There was no reply. Stepping through a door to a smaller room behind, which had a large workbench and displayed a miscellany of tools, bales and boxes, and work in progress, and finding it uninhabited, she returned to the front and crossed to a stairway which led to living quarters overhead. Her foot was lifted to the first step when she heard a noise at the door, the knob turning. Quick as a flash she made a dive and concealed herself behind a moosehide which hung over the stair rail. One entering could not see her except by going to the stairway, but with an eye applied to a slit between the moose’s side and his hind leg, she had a good view of the room.

She saw a man enter — a middle-aged man, slightly stoop-shouldered, in shirt sleeves and lightweight overalls and no hat, with a tanned face shining with sweat, and dusty graying hair. Three paces from the door he looked sharply around with gray squinting eyes, then, passing his palm over the rump of the yearling elk as he passed, he went to the platform and knelt to inspect the belly of the cougar. Then he leaped as if shot, a leap that would have been a creditable performance for the cougar itself, as an ear-splitting howl rent the air.

He landed flat on his feet, stared for a second, and said in a voice that had a suspicion of a tremble in it, “Good Godamighty. Darn you anyway. Come out of that!”

Delia emerged, approached and stretched on her toes to kiss his cheek. “It’s been over two years since I’ve done that,” she said. “I don’t know why I did it, only I heard you at the door and I was there by the stairs. It’s something to know I can still do a coyote howl. The door was unlocked.”

He nodded. “I stepped down to the corner to phone.” He pulled a handkerchief from his overalls and mopped his face. “I guess I’d better get a phone put in — I would if I could afford it — or lock the door. My gizzard’s not as tough as it used to be. I darn near busted a gut that time.” He mopped his face again.

“I’m sorry, Uncle Quin. I shouldn’t have done it. I’m old enough to know better. What’s the matter with Noel Coward? Is his hair slipping? By the way, you ought to take a look at that coyote down at Kilbourn’s drugstore. The right shoulder.”

Quinby glanced at the cougar. “No, his hair’s all right. I was just looking at a patch. You say the one at Kilbourn’s? I’ll stop in.” His squinting gray eyes inspected her. “Did you come over here just to scare the daylights out of me?”

“No, I came to ask you something.”

“Want to go upstairs?”

“It’s cooler down here.” She went and sat on the edge of the platform which held the cougar, took off her hat and propped it and her handbag against the carcass of the fawn, and frowned at her toes.

Quinby Pellett seated himself beside her and began slowly wiping his face some more.

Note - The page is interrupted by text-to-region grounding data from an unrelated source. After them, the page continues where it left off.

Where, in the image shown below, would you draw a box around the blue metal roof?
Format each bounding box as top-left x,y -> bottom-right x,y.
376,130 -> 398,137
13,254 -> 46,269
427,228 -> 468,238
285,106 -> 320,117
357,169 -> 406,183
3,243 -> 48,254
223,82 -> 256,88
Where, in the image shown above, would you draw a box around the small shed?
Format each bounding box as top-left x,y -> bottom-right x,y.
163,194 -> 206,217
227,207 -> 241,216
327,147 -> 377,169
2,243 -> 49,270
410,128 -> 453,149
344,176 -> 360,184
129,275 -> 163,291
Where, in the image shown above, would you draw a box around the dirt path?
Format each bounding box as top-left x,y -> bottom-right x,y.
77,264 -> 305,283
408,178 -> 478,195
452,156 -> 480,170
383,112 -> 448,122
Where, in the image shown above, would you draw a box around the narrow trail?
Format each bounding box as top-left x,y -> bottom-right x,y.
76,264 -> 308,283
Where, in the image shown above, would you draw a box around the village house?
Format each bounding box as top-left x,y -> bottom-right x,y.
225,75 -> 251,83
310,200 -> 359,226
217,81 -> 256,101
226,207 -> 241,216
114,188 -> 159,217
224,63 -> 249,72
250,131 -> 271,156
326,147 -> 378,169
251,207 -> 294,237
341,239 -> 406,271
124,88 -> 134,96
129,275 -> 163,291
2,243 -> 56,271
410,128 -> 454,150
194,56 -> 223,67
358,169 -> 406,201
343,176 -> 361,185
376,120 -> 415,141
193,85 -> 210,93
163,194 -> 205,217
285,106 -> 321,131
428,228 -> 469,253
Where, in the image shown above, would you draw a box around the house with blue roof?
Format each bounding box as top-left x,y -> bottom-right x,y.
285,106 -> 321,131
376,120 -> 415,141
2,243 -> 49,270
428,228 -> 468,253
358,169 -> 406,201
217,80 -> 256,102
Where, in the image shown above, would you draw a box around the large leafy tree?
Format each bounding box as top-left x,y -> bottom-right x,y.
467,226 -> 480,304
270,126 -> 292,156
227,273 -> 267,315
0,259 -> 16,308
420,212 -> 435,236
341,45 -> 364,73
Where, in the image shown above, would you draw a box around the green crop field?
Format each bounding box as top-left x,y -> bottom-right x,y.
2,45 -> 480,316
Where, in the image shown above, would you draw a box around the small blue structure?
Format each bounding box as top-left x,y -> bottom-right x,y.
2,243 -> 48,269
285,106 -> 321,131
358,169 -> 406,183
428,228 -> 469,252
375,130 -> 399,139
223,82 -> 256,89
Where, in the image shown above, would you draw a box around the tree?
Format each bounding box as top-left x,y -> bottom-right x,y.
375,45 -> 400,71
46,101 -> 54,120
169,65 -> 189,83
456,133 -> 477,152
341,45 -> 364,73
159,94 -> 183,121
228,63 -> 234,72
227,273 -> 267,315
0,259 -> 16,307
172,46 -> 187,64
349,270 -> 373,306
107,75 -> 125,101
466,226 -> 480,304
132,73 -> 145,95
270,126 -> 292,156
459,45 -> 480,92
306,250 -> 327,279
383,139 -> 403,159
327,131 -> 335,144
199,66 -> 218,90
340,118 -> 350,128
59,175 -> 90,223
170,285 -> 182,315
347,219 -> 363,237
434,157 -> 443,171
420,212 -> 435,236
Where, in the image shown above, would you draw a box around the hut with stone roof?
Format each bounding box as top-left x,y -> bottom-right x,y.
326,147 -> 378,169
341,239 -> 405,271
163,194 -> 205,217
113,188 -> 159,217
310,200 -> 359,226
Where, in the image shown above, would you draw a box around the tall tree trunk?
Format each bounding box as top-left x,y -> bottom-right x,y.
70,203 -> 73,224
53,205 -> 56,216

After a moment Delia said, “It’s still hell about Mother.”

“It sure is.”

“I go to the cemetery every day. I go in the morning.”

“I know you do. You ought to quit it.”

“You go, don’t you?”

“Sure I do.” He glanced at her and away again. “I’m nearly fifty years old and it’s a natural thing for me to fasten onto the past. She was my only sister and I didn’t have any brothers. But you’re just a youngster. Besides, I’m a grouch and that’s a good place for a grouch, a cemetery. But you ought to cut it out. You were strung too tight to begin with.”